Estonia announced a call for flexibility in implementing the Pillar 2 global minimum tax during a recent EU finance ministers’ meeting on 13 November 2025, the Ministry of Finance said. The country is among five EU member states that have postponed certain Pillar 2 rules under Council Directive (EU) 2022/2523.
“We recognise that it may be difficult to reopen the directive, but will nevertheless continue to defend our simple and transparent tax system. Today’s discussion showed that more than ten Member States share similar concerns, which gives us reason for optimism. The issue has become one of European competitiveness, as other major economies are not applying the minimum tax in the same way,“ said Minister of Finance Jürgen Ligi.

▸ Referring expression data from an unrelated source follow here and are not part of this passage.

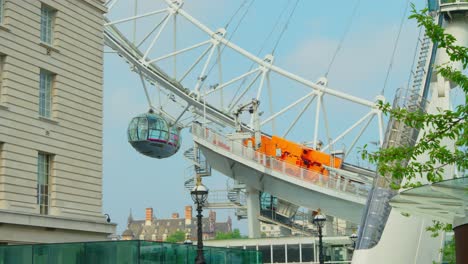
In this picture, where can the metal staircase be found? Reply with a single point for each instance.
(398, 134)
(200, 167)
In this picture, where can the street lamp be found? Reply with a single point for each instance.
(319, 221)
(353, 238)
(199, 196)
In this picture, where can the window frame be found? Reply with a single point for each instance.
(47, 24)
(46, 86)
(44, 171)
(2, 69)
(2, 12)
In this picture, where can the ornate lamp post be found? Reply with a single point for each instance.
(353, 238)
(319, 221)
(199, 196)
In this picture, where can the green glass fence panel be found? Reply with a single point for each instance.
(16, 254)
(59, 253)
(121, 252)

When the global minimum tax agreement was reached under the OECD Inclusive Framework in 2021, it was supported by 137 jurisdictions. By 2025, 55 countries have implemented the system – in most cases voluntarily, deciding themselves whether and how to apply the rules. The EU is the only region where the rules have been made mandatory through a directive, leaving no national flexibility.
If large economies such as the US are granted carve-outs from the system, the same flexibility must also be available for small economies like Estonia. Otherwise, the level playing field will be distorted, EU competitiveness weakened, and strategic investment decisions affected.

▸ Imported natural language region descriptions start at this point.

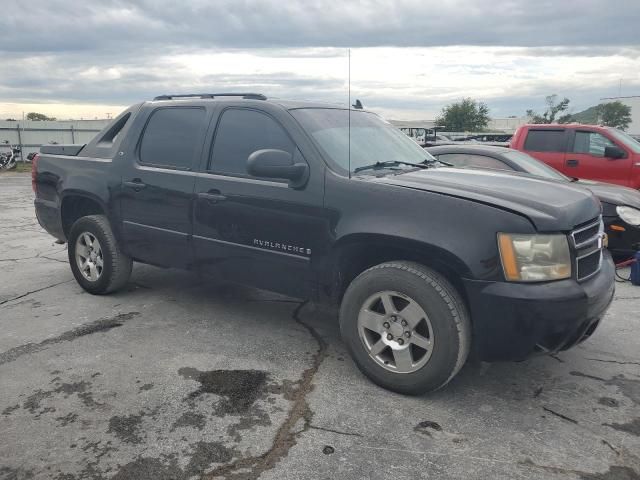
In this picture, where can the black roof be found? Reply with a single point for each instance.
(244, 96)
(468, 148)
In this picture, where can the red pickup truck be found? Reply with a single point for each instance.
(583, 151)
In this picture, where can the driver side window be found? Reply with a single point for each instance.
(241, 132)
(591, 143)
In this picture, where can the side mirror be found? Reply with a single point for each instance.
(271, 163)
(614, 152)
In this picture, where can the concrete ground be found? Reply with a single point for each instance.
(178, 378)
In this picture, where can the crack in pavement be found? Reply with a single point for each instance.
(339, 432)
(34, 291)
(250, 468)
(68, 336)
(619, 362)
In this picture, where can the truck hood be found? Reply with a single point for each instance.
(614, 194)
(550, 206)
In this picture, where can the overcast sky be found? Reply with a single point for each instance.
(79, 58)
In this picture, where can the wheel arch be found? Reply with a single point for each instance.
(77, 204)
(355, 253)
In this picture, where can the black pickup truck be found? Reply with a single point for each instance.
(428, 263)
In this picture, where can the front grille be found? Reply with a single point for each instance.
(587, 242)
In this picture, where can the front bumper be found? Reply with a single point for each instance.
(512, 321)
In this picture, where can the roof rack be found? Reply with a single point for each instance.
(247, 96)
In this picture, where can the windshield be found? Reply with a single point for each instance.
(625, 138)
(372, 139)
(533, 166)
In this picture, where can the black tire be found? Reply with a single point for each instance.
(116, 268)
(440, 301)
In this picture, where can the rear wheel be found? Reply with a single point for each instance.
(96, 261)
(406, 327)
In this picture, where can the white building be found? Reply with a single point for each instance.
(634, 103)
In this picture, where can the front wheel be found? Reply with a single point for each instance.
(406, 327)
(96, 261)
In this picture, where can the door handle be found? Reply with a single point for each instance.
(212, 196)
(136, 184)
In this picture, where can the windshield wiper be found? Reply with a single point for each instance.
(430, 162)
(390, 163)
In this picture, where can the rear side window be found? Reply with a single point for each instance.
(545, 141)
(171, 137)
(241, 132)
(591, 143)
(473, 160)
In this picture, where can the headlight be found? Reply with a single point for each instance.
(629, 214)
(534, 258)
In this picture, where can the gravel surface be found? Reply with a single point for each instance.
(177, 377)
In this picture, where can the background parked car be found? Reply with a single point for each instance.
(585, 151)
(621, 205)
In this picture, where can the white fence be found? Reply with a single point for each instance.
(30, 135)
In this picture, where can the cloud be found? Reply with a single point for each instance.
(408, 57)
(63, 25)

Under the current EU directive, five Member States – Estonia, Latvia, Lithuania, Malta and Slovakia – may defer implementation until 2030. Estonia considers it essential that small countries maintain the right to decide on the implementation of the minimum tax also beyond that date.
Estonia is also concerned that substantial changes currently being discussed at the OECD could automatically become part of EU and national law. For such major amendments, the directive should be formally reopened, ensuring that national governments and parliaments remain part of the decision-making process.
At the same meeting, finance ministers also discussed financing Ukraine through the use of frozen Russian assets. Estonia supports the European Commission’s proposal to allocate part of the assets held at the European Central Bank to Ukraine through a limited liability loan agreement.
Estonia firmly holds the position that the aggressor must pay for the damage caused, and that the use of frozen assets provides a practical, albeit partial, way to ensure this responsibility.